Pour relancer l’économie de son pays qui sort juste de la récession, le Premier ministre Matteo Renzi avance à marche forcée dans l’exécution des grands chantiers de modernisation de l’économie et de l’espace social. À l’instar du Jobs Act et du salaire horaire légal.
Impressionnant », « déterminé », « rapide », les observateurs économiques et politiques que vient de contacter Le Moci sont élogieux pour ce jeune Premier ministre italien qui « prend des risques » : de fait, Matteo Renzi, 40 ans, leader du parti démocratique au pouvoir depuis 2014, n’hésite pas à bousculer « les conservatismes de droite comme de gauche », jouant de sa popularité « qui va bien au-delà de celle de son parti » et de la faiblesse de l’opposition, représentée par Forza Italia (la droite classique de Silvio Berlusconi), « qui est moribonde », et la Ligue du Nord (la droite populiste de Matteo Salvini), « qui est très diminuée ».

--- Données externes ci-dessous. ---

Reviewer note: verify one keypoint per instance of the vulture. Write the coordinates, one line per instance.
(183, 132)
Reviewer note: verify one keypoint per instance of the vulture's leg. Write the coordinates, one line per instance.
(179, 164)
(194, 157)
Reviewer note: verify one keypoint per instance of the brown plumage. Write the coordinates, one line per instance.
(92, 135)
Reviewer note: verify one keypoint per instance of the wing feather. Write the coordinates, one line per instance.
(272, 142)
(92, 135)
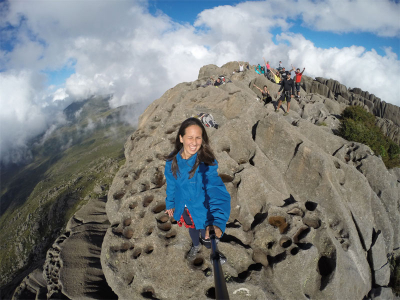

Du coup, Matteo Renzi n’a pas hésité à s’affranchir de l’avis du Parlement et de consultations périlleuses avec les syndicats pour lancer le Jobs Act, une réforme du Code du travail visant à lutter contre l’immobilisme et à insuffler de la flexibilité dans un pays comptant 42,6 % de chômeurs de moins de 25 ans. Dans un État soumis à la même dualité de contrats, à durée indéterminée (CDI) et déterminée (CDD), que la France, l’ancien maire de Florence, successeur d’Enrico Letta au gouvernement, a décidé la fondation d’un nouveau type de CDI, plus flexible les premiers mois, mais offrant une protection progressive avec l’ancienneté. Il s’agit du contrat à protection croissante, principal volet du Jobs Act qui a fait l’objet d’un décret début mars. D’après le centre d’études Data Lavoro, embaucher 342 000 chômeurs et transformer les rapports contractuels de travailleurs précaires ou inactifs permettraient de créer 680 300 CDI. Déjà une bonne nouvelle : Fiat et Telecom Italia ont promis de nouvelles embauches.
Cette première étape réalisée, le gouvernement a annoncé la constitution d’une agence de l’emploi et d’un salaire horaire légal, de l’ordre de 6,5 à 7 euros nets, pour les salariés ne bénéficiant pas de conventions collectives.
Aujourd’hui, l’Italie dispose encore d’un salaire minimum selon les branches ou négocié avec les partenaires sociaux. Ce qu’on appelle des contrats collectifs (400 au total). Le gouvernement est tenu cette fois de consulter les syndicats, ce qui risque de lui compliquer la tâche.
Sur le plan politique, Matteo Renzi a réussi à persuader le Sénat de soutenir son projet de réforme électorale, visant à favoriser la formation de majorités et de gouvernements stables. Parallèlement, le Premier ministre a engagé la réforme de la Chambre haute, qu’il veut transformer en chambre des régions, dont le rôle serait réduit à l’examen des réformes et lois constitutionnelles et à la ratification des traités internationaux. En définitive, le 9 mars, la Chambre des députés a adopté largement la réforme du Sénat, le jeune Premier ministre remportant une nouvelle victoire à l’approche des élections régionales de mai.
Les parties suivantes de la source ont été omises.